While much of the Paris Agreement focuses on national climate commitments, Article 6 provides a crucial, but technically complex, framework for voluntary international cooperation in achieving climate goals.
It opens the door for cross-border carbon trading, collaborative mitigation efforts, and non-market approaches, aiming to increase ambition and reduce costs through shared action.
After years of negotiation, the rules governing Article 6 were finalized at COP26 in Glasgow (2021), with further technical guidance added in subsequent COPs. As of 2025, countries are beginning to operationalize these mechanisms, making Article 6 one of the most dynamic and consequential components of the Paris architecture.
What is Article 6?
Article 6 is widely seen as a lever for increasing global ambition that enables countries to meet their climate targets more cost-effectively. It mobilizes private investment in mitigation projects, improve cost-efficiency reducing government burden of decarbonization, facilities technology transfer, and encourages standardization of carbon accounting practices across countries.
Article 6 outlines three distinct pathways for cooperation:
1. Article 6.2: Bilateral or Multilateral Transfers
This allows countries to transfer emissions reductions, known as Internationally Transferred Mitigation Outcomes (ITMOs), toward their own or another country’s Nationally Determined Contribution (NDC). These can take the form of emissions reductions from projects, policies, or entire sectors.
Key features:
- Requires robust accounting to avoid double counting.
- Allows for various forms of cooperation, including linked emissions trading systems.
- Encourages broader climate finance and technology transfer.
2. Article 6.4: Global Carbon Market
This establishes a UN-supervised international carbon crediting mechanism. Under Article 6.4, both public and private actors can implement projects that generate verified emissions reductions, which can then be sold as credits.
Key features:
- Managed by a supervisory body under the UNFCCC.

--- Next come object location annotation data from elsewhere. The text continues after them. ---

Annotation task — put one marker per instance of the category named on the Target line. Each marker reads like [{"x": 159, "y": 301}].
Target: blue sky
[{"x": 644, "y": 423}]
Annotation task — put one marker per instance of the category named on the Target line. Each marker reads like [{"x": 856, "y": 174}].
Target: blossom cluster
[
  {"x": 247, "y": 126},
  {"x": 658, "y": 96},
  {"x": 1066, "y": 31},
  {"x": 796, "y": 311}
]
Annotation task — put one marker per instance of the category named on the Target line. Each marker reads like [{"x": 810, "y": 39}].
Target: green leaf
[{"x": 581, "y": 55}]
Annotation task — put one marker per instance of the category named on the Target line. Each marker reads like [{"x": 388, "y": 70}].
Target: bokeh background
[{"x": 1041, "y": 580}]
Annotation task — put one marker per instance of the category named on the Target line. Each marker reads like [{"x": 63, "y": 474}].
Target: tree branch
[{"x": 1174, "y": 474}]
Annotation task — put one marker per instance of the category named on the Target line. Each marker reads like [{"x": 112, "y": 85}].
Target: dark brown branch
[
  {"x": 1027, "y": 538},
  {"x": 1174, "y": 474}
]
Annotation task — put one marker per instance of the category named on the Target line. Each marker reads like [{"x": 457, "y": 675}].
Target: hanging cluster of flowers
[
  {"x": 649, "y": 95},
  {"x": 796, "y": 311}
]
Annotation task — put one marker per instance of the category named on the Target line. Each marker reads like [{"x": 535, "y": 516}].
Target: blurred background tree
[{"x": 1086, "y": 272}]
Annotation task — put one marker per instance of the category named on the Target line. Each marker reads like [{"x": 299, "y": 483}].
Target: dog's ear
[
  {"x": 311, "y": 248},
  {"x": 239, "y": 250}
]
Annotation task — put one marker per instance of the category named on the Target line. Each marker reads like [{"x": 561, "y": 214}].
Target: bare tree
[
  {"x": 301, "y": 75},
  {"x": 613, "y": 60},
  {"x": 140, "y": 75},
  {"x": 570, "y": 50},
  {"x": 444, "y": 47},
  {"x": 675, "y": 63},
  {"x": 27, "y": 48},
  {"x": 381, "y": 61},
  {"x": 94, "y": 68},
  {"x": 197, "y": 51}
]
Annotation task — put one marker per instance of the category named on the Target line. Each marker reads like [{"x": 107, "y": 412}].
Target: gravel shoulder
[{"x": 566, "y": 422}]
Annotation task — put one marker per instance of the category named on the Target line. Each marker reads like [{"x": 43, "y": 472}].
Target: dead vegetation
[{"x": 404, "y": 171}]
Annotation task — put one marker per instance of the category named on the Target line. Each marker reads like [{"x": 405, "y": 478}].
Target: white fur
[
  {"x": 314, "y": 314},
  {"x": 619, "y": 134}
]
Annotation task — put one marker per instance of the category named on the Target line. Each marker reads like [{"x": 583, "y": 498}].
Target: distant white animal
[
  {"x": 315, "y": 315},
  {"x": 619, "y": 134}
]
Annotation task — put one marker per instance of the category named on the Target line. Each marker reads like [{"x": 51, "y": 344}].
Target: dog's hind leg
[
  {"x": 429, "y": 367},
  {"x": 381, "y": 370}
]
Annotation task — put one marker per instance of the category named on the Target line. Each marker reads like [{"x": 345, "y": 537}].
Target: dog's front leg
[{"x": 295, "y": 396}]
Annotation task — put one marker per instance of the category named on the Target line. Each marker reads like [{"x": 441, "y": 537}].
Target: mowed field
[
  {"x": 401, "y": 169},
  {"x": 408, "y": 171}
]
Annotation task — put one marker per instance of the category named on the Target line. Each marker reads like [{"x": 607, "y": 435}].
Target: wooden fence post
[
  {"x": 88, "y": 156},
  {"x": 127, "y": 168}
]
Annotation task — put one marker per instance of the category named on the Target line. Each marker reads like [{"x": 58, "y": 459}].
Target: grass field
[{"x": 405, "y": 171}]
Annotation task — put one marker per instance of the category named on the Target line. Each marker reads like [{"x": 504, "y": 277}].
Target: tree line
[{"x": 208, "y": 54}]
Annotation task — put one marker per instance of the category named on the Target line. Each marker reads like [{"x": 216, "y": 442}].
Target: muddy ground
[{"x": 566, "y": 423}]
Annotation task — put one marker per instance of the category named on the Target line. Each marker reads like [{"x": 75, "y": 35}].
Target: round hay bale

- Includes a centralized registry, standardized methodologies, and oversight.
- Aims to contribute to global emissions reductions, not just offsetting.
- Includes a “share of proceeds” to support adaptation in developing countries.
3. Article 6.8: Non-Market Approaches
Recognizing that not all climate cooperation involves carbon trading, Article 6.8 encourages non-market strategies such as:
- Technology sharing
- Policy coordination
- Capacity building
- Results-based finance
These approaches are especially relevant for adaptation, where outcomes are often harder to quantify and commodify but critical for resilience.
Challenges
While Article 6 offers enormous potential, it also raises complex implementation challenges:
- Environmental integrity: Ensuring that emissions reductions are real, additional, and permanent is a major concern. Weak baselines or flawed methodologies could undermine climate goals.
- Double counting: Credited emissions must be transparently accounted for through corresponding adjustments, a process requiring strong national inventories and coordination.
- Impact on ambition: If used as a substitute rather than a complement to domestic action, Article 6 could weaken pressure on countries to decarbonize their own economies.
- Nature-based solutions (NbS): The inclusion of forestry and land-use credits requires careful oversight to address permanence, leakage, and biodiversity trade-offs.